11 Responses leave one →
  1. Jill Wilson permalink
    March 3, 2020

    Lovely drawings and lithographs, and great use of line and colour.

    The Oliver Twist ones were my favourites – especially the moving and unusual pose he has used for Nancy.

  2. March 3, 2020

    What a career! What a legacy! So unfortunate that an “up or down” vote on a plaque should
    be a viable indicator of his vibrant career. Harumph. Let the WORK speak for itself. Freeman was an undisputed master of drawing, painting, print-making, typography, murals, and illustration. (and broadcasting…….wow…….truly a man for all seasons)
    He brought such a fresh outlook to every assignment he received. I greatly admire this artist and am glad he is being recognized once more.
    Thank you GA.

  3. Marie permalink
    March 3, 2020

    What talent and tenacity in overcoming poverty and illness. My favourite is the Window Box. So delicate and detailed. Look forward to seeing the exhibition at Pallant House.

  4. March 3, 2020

    Greetings from Boston,

    GA, what a varied and prolific career Barnett Freedman had in the art world. I enjoyed the part about his association with Faber and Faber where he certainly was in good company. If I recall, T. S. Eliot worked there for years.

    As he said, “however good a descriptive text might be, illustrations which go with the writings add reality and significance to our understanding of the scene…” I can just imagine him pouring over the texts of the Brontes, Dickens, Tolstoy et al to get his characterizations and backdrops “just right.”

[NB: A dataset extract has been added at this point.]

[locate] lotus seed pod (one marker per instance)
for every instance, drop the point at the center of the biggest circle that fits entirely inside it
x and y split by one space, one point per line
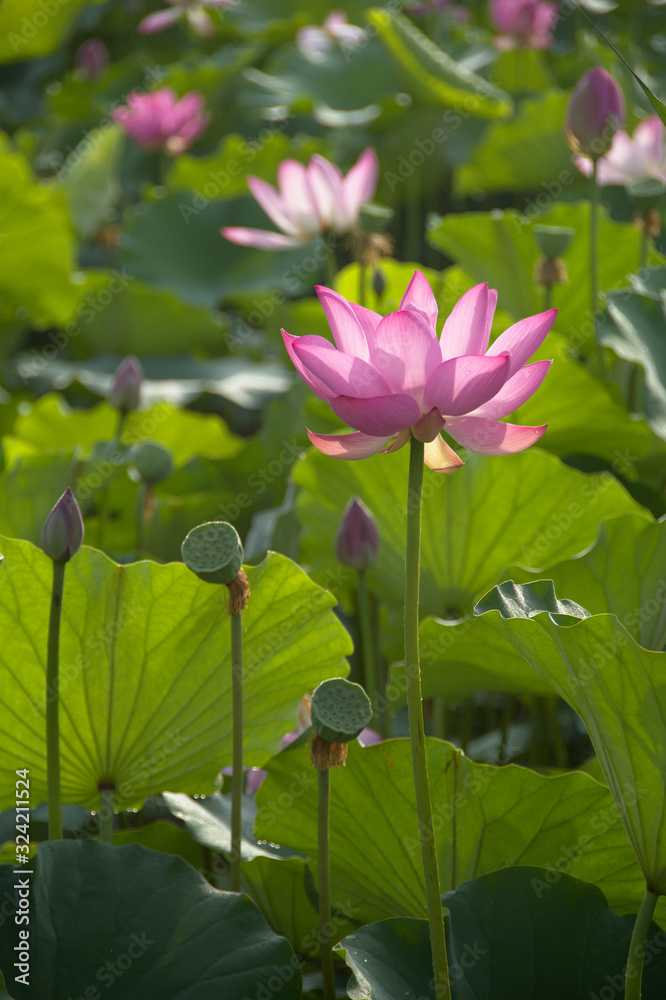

    I also loved “The Window Box” lithograph – great play of light on the girls and the flowers.

  5. David Green permalink
    March 3, 2020

    GA: This is one of the most delightful of your columns that I have read in a while, for two reasons: as someone who has been in the printing trade for –is it– 30 years already?!, seeing artwork like that by Mr. Freedman is sheer delight. Few tablet-and-stylus-wielding Gen-y or Millennials could produce that type of work today, with the understanding of colour, form, and typography that one learns only from creating on paper and etching on stone or plate. It’s a lost art.

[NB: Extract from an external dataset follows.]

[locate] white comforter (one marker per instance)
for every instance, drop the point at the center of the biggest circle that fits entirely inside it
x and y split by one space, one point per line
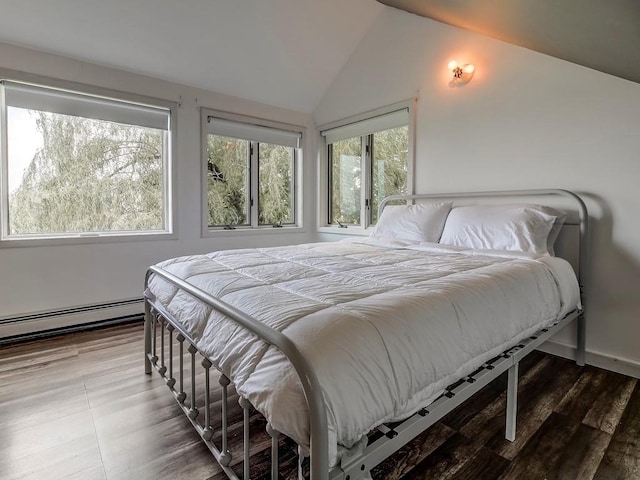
385 328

    Secondly, “obituarized”–what a lovely word. It’s never occurred to me that it exists! But, I wonder, should it not be ‘obituarised’? Is the use of the ‘z’ not (for shame!) American spelling?

  6. March 3, 2020

    Peerless Barnett Freedman! So many don’t know his name and yet will recognise his work: especially his book jackets. I am so glad that the Pallant Gallery is holding this exhibition, curated by Emma Mason, whose gallery in Eastbourne is a treasure trove. Looking at the website it appears there will be a display of work by Enid Marx, Bawden, Ravilious et al too.

  7. March 4, 2020

    I Love Mr. Freedman’s drawings. I am sure there is much more and I will be looking for more!!!??????

  8. March 4, 2020

    Extraordinary Graphic Design from Times gone by… everybody have seen it, but didn’t know its Creator!

    Love & Peace
    ACHIM

  9. March 11, 2020

    Quite an interesting post!! It’s an honor to read about this great artist, a legend in his kind. The lithographs and the paintings were beautiful, and it was also amusing to watch the handcrafted advertisements of earlier days. Barnett Freedman had led an exciting life, and this post is a great memoir. Thank you so much for taking us through the memory lane and explore the gem of a man!!

  10. April 23, 2020

    My teacher at the music institute is also a good artist. She was telling me about Barnett Freedman. I am not much of an artist myself. But I guess I should ask her to read this blog. She might find something useful and insightful. It is interesting to note that he illustrated the works of Shakespeare and Leo Tolstoy!

  11. Ann Vosper permalink
    April 26, 2020

    What a brilliant artist Barnett Freedman was! I first discovered his work about 15 years ago when I bought 5 (sadly not the full set of 6) pen and ink sketches by him, dated 1935. Last year I bought one of his Lyon’s lithograph prints entitled MUSIC. It has pride of place on my dining room wall. I love his work, and he deserves a Blue Plaque, he was a genius.